Casey appealed for David Soulsby, claiming the Legislature never intended for the first child rate to fall on a second child.

Casey proposed to split the difference between the rates for two children on Worksheet A and two children on Worksheet B. That would have set the payment at $4,068.

Ramey argued for Dawn Martinez that the court had to use both worksheets. If the father wanted to change the rules, Ramey argued, he should contact legislators.

The Justices disagreed with Ramey.

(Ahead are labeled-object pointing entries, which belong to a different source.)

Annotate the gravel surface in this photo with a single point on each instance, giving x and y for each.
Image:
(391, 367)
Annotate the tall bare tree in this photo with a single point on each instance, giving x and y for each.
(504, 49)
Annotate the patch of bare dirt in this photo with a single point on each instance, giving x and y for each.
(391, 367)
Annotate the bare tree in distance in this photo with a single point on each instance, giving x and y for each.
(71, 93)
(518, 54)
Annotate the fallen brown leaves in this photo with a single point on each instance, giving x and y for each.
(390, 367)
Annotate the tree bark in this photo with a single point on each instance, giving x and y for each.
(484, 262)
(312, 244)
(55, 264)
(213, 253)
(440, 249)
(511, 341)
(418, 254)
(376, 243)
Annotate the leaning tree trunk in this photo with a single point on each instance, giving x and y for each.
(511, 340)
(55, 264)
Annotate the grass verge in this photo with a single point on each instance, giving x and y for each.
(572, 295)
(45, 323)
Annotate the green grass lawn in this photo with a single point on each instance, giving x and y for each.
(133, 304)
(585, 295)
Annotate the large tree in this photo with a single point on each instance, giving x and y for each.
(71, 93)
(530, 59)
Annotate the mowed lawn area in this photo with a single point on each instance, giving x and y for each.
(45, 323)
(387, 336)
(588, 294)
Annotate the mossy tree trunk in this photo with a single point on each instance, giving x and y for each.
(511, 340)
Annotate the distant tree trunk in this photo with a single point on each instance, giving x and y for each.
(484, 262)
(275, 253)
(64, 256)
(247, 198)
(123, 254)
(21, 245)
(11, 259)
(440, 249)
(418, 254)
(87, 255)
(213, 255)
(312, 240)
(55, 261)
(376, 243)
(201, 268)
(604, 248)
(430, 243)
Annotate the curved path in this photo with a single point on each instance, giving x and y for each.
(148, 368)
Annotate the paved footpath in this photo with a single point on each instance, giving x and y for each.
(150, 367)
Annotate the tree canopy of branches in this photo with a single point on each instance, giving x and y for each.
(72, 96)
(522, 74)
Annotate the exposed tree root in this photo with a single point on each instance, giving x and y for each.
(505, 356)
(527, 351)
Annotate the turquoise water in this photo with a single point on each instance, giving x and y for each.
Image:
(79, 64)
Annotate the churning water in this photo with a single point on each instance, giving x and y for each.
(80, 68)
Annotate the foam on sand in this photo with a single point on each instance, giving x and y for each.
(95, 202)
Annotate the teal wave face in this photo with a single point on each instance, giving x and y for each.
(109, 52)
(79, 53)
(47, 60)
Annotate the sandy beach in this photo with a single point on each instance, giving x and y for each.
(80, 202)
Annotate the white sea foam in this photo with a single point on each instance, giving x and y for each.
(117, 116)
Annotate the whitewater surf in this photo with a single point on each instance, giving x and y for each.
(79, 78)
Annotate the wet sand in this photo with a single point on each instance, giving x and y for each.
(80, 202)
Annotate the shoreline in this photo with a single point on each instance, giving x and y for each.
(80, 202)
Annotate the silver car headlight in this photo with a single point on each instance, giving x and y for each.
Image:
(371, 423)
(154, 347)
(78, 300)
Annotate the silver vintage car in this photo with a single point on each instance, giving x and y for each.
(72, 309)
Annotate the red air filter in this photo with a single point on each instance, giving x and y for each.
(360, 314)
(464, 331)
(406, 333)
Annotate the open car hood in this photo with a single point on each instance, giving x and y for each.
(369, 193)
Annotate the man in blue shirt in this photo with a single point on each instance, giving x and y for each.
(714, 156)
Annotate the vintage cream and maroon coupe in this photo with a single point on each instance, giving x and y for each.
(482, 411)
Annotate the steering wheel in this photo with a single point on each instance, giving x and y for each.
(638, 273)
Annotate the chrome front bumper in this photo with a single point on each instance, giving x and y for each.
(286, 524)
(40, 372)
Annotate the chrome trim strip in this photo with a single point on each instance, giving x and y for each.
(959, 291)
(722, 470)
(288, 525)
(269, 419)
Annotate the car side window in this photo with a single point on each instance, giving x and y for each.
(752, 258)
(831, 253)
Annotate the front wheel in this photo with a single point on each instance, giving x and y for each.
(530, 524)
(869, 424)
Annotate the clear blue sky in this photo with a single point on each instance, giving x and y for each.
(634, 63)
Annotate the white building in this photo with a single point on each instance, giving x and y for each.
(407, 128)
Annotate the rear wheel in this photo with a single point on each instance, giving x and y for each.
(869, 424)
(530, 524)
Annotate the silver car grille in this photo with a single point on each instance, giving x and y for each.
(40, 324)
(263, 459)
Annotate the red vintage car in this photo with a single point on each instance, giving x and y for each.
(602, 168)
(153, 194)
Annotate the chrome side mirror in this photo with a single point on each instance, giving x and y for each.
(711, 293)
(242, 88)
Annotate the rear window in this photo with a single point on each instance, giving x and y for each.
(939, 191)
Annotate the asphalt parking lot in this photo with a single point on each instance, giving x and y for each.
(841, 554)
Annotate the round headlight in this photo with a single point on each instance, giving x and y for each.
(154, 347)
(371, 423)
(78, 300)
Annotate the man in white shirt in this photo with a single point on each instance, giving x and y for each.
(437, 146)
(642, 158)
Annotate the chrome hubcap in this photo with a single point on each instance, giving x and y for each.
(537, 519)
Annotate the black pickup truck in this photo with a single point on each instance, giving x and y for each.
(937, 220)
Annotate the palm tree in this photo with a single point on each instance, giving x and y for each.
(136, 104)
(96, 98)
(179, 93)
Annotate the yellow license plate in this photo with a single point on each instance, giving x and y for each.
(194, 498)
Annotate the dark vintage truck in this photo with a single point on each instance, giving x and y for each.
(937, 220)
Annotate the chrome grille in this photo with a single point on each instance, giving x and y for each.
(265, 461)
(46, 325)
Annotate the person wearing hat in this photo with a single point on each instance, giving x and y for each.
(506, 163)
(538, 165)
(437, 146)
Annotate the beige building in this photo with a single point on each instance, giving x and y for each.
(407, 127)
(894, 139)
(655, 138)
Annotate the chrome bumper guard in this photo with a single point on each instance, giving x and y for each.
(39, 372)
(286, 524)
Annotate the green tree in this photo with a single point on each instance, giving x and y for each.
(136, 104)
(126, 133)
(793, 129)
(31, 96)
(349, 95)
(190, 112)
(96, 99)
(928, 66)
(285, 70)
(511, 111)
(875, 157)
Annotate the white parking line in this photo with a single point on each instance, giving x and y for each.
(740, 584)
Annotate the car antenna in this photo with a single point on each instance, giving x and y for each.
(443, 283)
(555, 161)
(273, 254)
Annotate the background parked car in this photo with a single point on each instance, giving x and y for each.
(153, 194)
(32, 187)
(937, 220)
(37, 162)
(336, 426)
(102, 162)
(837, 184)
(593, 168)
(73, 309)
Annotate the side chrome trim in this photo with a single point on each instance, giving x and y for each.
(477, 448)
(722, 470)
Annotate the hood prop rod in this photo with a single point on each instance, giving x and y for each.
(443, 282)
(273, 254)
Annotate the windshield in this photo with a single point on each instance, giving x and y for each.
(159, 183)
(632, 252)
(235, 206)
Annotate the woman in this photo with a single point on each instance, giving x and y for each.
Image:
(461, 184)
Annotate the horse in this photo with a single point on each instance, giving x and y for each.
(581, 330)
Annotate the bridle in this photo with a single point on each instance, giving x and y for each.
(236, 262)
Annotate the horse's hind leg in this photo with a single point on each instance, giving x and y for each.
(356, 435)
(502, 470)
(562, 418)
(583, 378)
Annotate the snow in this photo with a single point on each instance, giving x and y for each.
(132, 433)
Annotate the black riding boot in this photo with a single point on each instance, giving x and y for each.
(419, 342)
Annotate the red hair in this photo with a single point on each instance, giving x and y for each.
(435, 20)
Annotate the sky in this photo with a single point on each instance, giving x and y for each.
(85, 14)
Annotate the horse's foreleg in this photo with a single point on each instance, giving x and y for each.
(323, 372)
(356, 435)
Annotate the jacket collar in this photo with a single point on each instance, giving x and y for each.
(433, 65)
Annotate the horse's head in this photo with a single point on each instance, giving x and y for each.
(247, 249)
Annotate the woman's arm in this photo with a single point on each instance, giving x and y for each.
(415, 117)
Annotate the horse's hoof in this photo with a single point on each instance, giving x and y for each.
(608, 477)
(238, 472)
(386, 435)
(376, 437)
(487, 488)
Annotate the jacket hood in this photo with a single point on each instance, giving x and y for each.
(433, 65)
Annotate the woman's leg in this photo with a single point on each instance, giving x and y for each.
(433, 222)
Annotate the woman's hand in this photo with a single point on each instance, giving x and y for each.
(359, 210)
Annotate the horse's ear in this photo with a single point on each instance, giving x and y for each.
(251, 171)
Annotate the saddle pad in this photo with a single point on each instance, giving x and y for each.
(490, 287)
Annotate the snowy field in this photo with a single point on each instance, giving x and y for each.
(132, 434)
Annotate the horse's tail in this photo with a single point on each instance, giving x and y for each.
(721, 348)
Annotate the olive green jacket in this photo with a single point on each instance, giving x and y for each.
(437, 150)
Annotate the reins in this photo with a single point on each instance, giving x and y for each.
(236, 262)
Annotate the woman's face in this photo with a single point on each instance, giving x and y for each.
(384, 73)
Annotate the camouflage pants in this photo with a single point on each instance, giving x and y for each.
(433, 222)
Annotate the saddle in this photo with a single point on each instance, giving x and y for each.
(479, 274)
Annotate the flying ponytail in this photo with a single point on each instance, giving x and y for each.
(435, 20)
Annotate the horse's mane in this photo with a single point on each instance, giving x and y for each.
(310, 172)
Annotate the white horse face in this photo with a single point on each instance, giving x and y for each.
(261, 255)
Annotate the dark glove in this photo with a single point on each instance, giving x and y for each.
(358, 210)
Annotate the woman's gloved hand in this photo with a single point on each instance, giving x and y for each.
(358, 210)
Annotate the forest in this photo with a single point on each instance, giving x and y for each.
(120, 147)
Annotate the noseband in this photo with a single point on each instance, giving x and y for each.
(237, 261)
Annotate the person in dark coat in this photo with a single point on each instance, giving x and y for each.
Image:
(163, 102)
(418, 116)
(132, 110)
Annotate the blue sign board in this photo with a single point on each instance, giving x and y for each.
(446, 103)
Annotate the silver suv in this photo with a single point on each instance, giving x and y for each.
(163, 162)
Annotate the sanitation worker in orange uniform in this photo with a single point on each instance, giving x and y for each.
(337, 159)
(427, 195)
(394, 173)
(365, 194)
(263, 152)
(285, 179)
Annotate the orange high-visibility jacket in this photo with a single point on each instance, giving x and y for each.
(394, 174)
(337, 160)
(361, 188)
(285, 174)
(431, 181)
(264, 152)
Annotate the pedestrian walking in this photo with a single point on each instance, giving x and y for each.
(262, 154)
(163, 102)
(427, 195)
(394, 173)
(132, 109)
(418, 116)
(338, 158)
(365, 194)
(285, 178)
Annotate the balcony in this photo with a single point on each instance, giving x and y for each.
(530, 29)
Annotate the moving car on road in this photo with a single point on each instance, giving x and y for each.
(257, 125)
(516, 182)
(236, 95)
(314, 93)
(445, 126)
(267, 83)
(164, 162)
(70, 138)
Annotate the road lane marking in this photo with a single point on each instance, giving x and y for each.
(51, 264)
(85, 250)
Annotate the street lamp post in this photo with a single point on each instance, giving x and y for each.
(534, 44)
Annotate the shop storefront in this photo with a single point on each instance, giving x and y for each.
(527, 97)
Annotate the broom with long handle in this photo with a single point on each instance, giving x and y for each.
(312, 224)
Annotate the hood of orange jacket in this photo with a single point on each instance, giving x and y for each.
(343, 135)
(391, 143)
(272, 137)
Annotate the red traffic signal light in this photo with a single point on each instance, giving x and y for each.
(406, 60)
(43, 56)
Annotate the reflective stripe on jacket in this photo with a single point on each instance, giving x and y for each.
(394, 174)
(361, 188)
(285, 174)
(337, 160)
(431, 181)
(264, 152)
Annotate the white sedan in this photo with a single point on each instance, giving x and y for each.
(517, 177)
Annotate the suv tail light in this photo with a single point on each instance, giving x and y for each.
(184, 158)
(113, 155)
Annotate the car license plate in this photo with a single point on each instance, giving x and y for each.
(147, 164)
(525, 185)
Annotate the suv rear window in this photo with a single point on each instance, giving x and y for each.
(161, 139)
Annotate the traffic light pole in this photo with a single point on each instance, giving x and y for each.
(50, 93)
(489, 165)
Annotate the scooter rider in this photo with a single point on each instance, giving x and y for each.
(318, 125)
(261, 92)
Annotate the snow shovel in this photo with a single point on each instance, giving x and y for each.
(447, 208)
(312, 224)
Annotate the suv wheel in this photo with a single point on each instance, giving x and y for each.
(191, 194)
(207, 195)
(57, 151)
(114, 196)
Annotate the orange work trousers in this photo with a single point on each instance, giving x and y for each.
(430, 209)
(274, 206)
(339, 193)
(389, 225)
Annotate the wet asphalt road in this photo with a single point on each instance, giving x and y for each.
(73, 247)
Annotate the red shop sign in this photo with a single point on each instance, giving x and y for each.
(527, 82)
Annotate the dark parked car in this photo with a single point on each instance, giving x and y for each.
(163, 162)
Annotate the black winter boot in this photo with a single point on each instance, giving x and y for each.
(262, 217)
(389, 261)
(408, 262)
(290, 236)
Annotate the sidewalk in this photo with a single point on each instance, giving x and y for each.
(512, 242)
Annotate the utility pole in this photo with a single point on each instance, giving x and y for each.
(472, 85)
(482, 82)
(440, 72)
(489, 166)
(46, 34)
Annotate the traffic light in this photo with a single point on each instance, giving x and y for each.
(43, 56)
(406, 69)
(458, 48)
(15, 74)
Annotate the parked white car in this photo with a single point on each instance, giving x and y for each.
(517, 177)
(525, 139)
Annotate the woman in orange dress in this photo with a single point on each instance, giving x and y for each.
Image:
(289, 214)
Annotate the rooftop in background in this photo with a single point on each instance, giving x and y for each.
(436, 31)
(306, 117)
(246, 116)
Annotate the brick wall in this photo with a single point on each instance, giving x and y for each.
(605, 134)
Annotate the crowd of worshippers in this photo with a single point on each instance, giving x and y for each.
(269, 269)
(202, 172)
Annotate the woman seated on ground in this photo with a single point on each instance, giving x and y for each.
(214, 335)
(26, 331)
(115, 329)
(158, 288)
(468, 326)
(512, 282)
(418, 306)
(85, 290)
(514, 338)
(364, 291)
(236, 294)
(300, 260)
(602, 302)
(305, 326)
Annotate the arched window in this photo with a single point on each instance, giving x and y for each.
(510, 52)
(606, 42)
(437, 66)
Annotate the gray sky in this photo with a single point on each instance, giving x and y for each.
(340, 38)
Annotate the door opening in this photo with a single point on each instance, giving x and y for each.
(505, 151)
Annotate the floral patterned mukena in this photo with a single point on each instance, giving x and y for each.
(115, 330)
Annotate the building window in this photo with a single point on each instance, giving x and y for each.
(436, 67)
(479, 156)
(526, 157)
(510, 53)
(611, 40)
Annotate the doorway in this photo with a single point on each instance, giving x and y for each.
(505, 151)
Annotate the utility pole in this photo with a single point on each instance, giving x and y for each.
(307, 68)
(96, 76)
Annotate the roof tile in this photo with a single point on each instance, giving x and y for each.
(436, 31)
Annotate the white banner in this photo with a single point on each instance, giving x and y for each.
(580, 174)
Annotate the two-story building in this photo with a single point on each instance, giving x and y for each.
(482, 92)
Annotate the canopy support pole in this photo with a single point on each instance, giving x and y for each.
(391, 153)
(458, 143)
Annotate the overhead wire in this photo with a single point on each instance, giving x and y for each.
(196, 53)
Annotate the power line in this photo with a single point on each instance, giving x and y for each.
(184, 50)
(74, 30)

In an opinion Justice Robin Davis delivered, they gave judges "limited discretion to deviate from the established guidelines when the facts of a particular case do not fall squarely within the confines thereof."

She wrote, "... the family court erred by not deviating from the guidelines."

She wrote that courts may calculate child support in a particular case in a manner that does not strictly comply with the statutory child support guidelines.

The guidelines, she wrote, "do not seem to take into consideration the unique, but not uncommon, parenting arrangement and visitation schedule involved in this case."

She declared Spaulding correct in awarding $3,033 for the daughter, but added that he should have reduced the amount for the son from $2,546.

To do this, she granted credit to David Soulsby for caring for his son 136 days of the year. That's 37.26 percent of a year, she wrote, and 37.26 percent of $2,546 is $949.

She wrote, "Deducting the $949 offset from the $2,546 monthly support obligation yields an adjusted monthly support obligation of $1,597."

She urged legislators to provide instructions for applying the guidelines where each child has a different parenting plan and visitation schedule.